I just heard about the 875/905. But they're still not listed on the Onkyo website and Crutchfield doesn't list'em either! Can't imagine that they're that much off the radar. Still the 875 seems like a better choice than the 805 if you've got the set and source to see the difference. 

Mark Santora


----------



## Guest (Aug 10, 2007)

I have the 905 now. Try the Onkyo site again it is on there. I got mine from One Call.


----------



## Sonnie (Apr 11, 2006)

How about a users review thread of that new 905 Tommy? Thanks!


----------



## Guest (Sep 6, 2007)

Be glad to! Please see the review under "Home Theater Components"


----------



## Guest (Feb 7, 2008)

My tv will say no signal when I change the resolution to 720p on my onkyo605. It only works on auto. Any answers please


----------



## Guest (Feb 7, 2008)

My tv will say no signal when I change the resolution to 720p on my onkyo605. It only works on auto. can anyone help


----------



## Guest (Feb 20, 2008)

I got one a week ago. I replaced an 8 year old Yamaha receiver that really sounded amazing with my 8 year old Boston Acoustics surround system. I noticed the Onkyo plays very nice sound, but it feels underpowered. There is little base and at higher volumes I hear distortion. What is causing this? I only dropped 10 watts per channel. I like all the video connectivity and quality, which is why I bought it in the first place. Since I was lacking low-end sound, I bought a Klipsch KSW-10 sub that has received great reviews. I get almost no sound from the sub. I am expecting room rumbling with this setup. What gives? Any help is much appreciated. 

I ran the Audessey setup and it completed successfully for my 5.1 system.


----------



## Sonnie (Apr 11, 2006)

Hi Dean and welcome to the Shack!

It could be any number of things causing your problem.

First of all, how big is your room and does it open up into other rooms?

Second, I would not expect too much rumble with that Klipsch sub since it is only rated to 29Hz and only uses a 55 watt amp. 

You can check your sub pre-out level and make sure it is not too low.

You may have a null where the sub is located... try moving it around if possible and see if the sound improves.

Where is the sub currently located?

One thing that would help us determine what is going on is seeing some frequency response graphs of your room from your main listening position... particularly in the low end range.

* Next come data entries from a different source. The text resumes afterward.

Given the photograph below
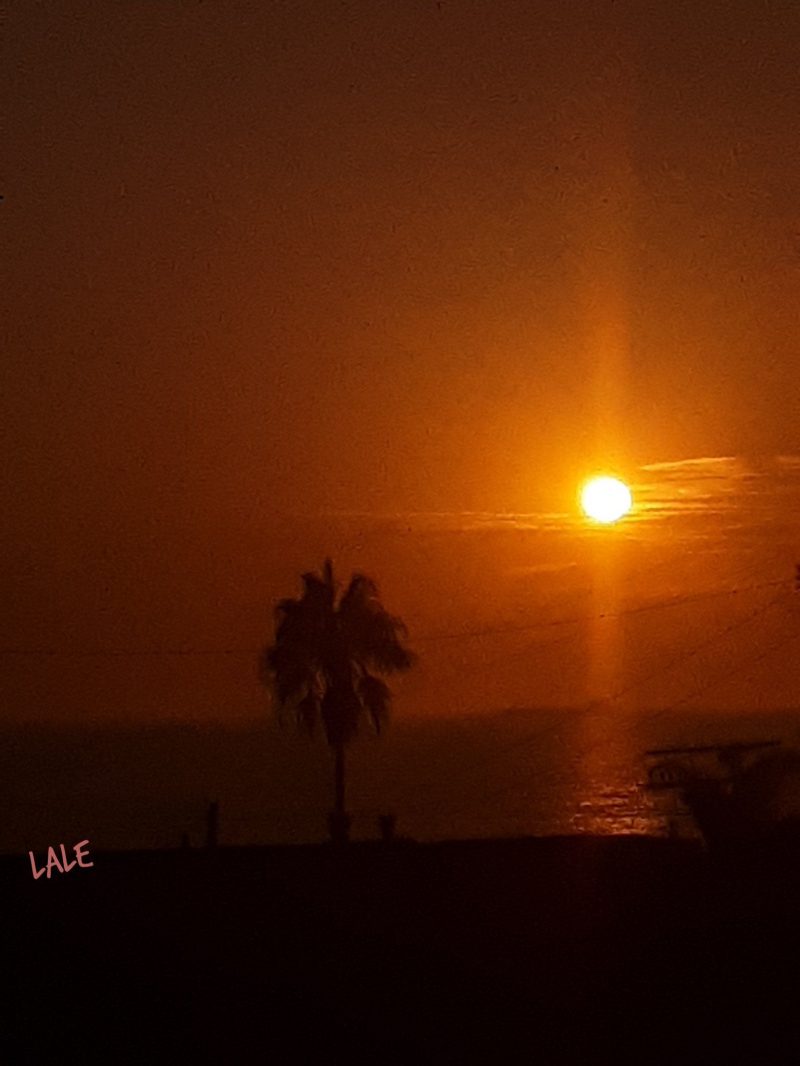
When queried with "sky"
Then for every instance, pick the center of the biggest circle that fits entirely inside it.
(385, 281)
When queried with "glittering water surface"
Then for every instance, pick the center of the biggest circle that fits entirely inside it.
(521, 772)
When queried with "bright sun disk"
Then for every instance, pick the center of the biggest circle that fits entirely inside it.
(606, 499)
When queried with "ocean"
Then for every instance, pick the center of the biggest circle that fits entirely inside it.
(512, 773)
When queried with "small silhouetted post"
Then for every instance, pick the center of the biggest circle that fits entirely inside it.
(338, 826)
(212, 821)
(386, 825)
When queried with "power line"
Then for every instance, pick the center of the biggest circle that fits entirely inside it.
(468, 634)
(614, 697)
(674, 601)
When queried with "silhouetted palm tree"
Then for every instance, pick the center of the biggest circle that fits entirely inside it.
(324, 662)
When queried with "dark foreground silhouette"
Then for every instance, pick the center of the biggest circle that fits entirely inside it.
(554, 950)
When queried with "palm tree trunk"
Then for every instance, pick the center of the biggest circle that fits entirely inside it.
(339, 780)
(338, 821)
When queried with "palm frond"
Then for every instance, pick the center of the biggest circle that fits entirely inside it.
(308, 711)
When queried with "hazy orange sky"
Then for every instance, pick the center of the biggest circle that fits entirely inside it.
(385, 280)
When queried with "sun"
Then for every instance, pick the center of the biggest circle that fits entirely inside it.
(606, 499)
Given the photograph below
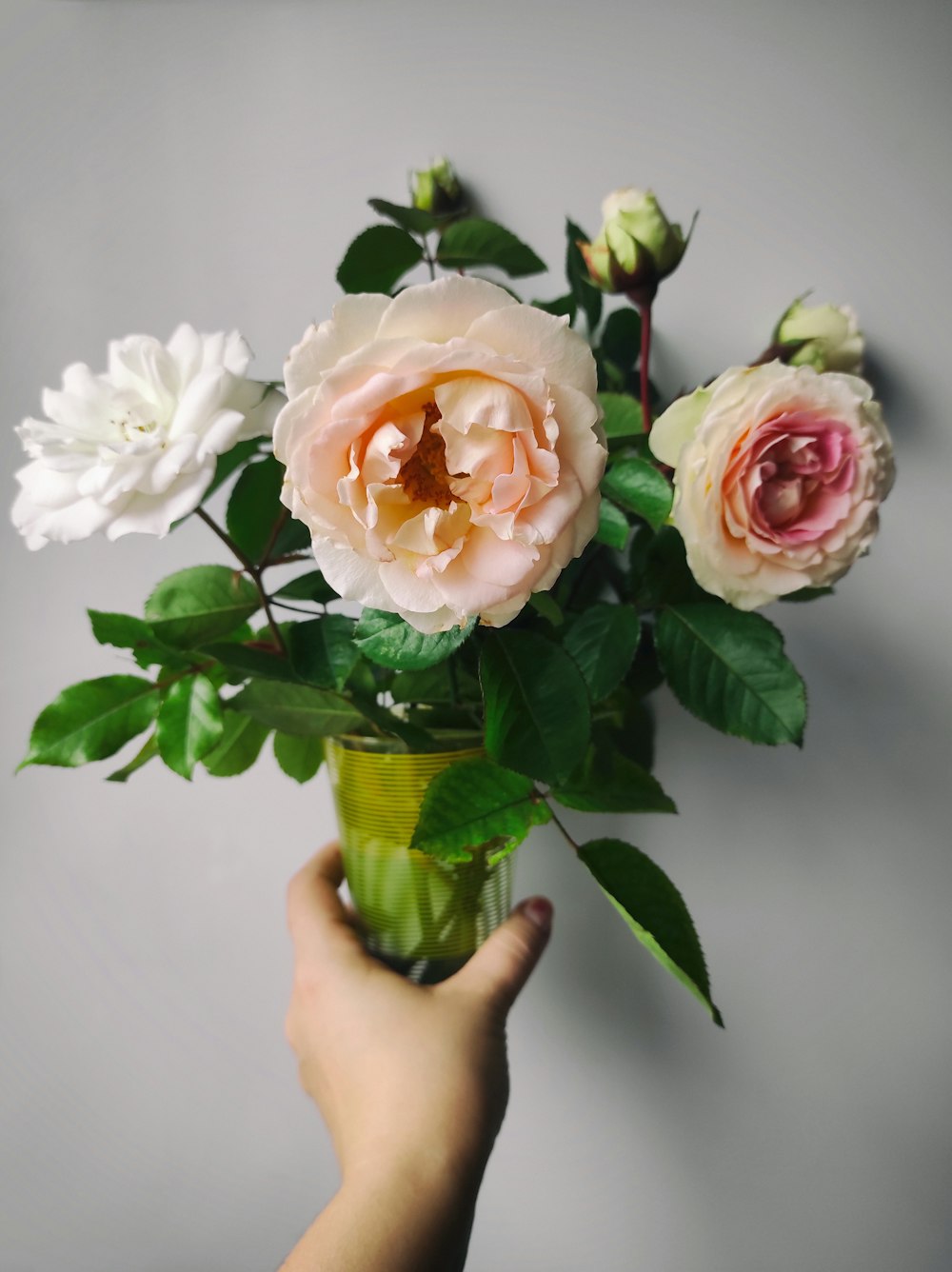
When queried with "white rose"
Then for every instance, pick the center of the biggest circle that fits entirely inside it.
(780, 472)
(444, 449)
(133, 449)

I would suggest visiting our REW Forum and checking out REW and how it works. REW is free to download and that forum is dedicated to helping you set it up and measure the response of your room.  I would measure without Audyssey engaged and again with Audyssey engaged. Measure the low end range of 20Hz - 200Hz and full range as well.

This is probably going to be much more of an issue than merely the receiver. You will need to start a new thread so that we do not derail this one. :T


----------



## DIYHT1 (Oct 29, 2007)

I'll add myself to the list of 605 owners.... to my very untrained ear I'm very happy with it, I have 2 subs (one behind couch is same brand as yours & it does shake, 0db) connected.


----------



## Guest (Apr 2, 2008)

I would like to hook-up the video and audio from my Dell computer to my Onkyo Receiver TX-SR605 receiver and thus a 7.1 surround sound system hooked up to a Samsung LN-T5781F 57" LCD Flat Screen. The purpose is to play video games, saved on my PC, I have onto the LCD Flat Screen with possible surround sound.

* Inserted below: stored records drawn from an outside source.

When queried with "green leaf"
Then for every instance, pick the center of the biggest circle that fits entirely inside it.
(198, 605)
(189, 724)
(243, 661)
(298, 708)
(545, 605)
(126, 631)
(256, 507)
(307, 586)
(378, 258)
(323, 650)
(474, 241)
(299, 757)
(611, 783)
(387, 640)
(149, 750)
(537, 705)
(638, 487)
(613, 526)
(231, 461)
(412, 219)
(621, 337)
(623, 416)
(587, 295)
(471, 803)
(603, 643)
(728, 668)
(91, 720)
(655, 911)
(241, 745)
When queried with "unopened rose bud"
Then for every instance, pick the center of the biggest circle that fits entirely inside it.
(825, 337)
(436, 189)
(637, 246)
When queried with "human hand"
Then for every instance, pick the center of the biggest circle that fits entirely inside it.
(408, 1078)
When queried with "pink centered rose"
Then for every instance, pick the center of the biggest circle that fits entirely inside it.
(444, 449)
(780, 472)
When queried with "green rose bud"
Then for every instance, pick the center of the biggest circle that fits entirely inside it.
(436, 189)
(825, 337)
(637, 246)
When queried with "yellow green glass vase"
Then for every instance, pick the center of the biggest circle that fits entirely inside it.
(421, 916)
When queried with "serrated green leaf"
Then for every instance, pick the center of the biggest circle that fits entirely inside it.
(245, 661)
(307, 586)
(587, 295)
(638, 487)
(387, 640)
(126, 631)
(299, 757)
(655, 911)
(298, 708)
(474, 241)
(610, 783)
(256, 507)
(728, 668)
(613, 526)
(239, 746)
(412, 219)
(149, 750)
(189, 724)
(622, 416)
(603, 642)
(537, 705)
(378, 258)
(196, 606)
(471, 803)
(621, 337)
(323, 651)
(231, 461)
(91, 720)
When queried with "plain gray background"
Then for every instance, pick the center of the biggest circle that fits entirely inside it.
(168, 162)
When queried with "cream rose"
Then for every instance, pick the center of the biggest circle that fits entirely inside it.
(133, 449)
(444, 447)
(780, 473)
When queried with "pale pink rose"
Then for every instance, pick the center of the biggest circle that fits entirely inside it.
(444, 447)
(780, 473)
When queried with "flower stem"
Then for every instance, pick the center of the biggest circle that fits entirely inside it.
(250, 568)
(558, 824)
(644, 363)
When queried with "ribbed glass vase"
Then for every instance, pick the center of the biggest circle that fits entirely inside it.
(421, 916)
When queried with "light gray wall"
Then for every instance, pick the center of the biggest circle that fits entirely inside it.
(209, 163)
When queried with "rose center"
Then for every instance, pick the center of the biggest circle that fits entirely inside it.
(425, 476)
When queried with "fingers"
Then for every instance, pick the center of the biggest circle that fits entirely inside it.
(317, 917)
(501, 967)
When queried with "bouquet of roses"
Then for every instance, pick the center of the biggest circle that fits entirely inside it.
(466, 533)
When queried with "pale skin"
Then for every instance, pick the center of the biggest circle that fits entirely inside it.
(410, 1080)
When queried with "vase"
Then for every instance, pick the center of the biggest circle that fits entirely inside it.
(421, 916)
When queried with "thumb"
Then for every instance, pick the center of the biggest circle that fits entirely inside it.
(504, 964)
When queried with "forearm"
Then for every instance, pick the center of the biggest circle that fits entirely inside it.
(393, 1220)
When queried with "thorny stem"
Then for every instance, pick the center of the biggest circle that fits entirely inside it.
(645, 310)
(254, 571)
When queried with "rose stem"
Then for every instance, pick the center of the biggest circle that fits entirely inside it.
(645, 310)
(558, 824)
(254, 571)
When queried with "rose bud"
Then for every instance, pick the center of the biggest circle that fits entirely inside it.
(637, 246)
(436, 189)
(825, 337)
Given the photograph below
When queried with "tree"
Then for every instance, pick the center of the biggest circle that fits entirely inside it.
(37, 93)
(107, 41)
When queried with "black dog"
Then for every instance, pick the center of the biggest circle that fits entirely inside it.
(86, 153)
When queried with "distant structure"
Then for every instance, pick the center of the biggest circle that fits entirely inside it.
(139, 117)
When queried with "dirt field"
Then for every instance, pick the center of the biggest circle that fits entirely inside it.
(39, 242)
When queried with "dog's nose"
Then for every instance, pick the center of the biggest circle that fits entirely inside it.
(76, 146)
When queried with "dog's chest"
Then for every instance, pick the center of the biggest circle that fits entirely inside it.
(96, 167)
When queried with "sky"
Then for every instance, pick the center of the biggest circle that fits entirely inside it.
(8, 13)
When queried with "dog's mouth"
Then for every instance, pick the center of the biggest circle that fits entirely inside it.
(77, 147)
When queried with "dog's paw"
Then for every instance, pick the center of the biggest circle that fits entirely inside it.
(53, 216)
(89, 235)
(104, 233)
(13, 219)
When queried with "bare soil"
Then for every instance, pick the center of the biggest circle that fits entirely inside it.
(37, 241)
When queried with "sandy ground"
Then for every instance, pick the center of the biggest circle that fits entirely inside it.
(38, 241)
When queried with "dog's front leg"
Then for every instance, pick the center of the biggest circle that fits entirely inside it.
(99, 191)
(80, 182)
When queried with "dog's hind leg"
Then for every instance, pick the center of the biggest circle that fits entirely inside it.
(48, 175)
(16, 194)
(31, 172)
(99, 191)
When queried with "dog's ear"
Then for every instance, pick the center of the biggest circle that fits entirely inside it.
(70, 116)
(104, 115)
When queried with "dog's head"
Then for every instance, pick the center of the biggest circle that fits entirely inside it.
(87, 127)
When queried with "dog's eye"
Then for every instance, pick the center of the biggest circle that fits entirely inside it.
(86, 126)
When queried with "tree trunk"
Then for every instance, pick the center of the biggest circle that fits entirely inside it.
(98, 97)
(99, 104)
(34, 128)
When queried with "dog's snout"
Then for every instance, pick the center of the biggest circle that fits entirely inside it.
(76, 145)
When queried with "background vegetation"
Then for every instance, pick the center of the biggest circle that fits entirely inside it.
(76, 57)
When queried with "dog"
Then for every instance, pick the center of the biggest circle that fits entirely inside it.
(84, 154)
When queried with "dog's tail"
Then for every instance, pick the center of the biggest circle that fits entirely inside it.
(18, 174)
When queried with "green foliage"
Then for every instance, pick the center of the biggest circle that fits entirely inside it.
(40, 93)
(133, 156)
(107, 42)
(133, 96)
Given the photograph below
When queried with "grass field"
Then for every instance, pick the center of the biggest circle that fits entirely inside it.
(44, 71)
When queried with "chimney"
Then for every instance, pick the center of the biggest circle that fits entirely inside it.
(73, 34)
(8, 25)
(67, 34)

Sound Card: Creative SB Live
Video Card: Radeon X1300/X1550 Series

Questions:

1- What is the best audio and video cable connection configuration to do the job. Attachment shows a picture of the back of my computer (sound card on top and video card on bottom)?



2- Do I have to change the sound card to transfer 7.1 surround sound to receiver?

3- Do the PC games have to be in surround sound? How do I know if they are?

The Onkyo receiver has the following inputs:

HDMI
component video in
S-Video in
Optical Digital in
Coaxial Digital in


----------



## tbase1 (Nov 10, 2006)

I went from the panasonic XR-57 to the Onkyo SR605 and it was a night to day move. I won my 605 on fleabay for $33.00. I had to buy the audio cal. mic and remote ,but that total was $53.00. There is a scratch and dent company that had a couple. They said my dvd input and rear speakers was bad ,but they had the hdmi and component on and the zone two speakers on ,so the rear speakers amp's go to zone 2. I'm trying to work a deal to get more ,because it sounds like someone that works for their company can't trouble shoot equipment or even understands how sound and video is sent through a receiver.


----------



## eugovector (Sep 4, 2006)

Wow, nicely done. Leave some for the rest of us.


----------



## tbase1 (Nov 10, 2006)

Thanks.....now it's time to setup zone two via a tube intergrated amp. If i run to it I'll keep my rear speakers for 7.1. I have a Visa audio/video setup for up stairs through the 605 when the wife wants to check out some good old 80's tunes. If i go vga to component video to the tv up stairs she can use my 2.4 gig keyboard to get to the tunes. This is my cheap mans method of controlling music up stairs and still watch movies in the HTR.


----------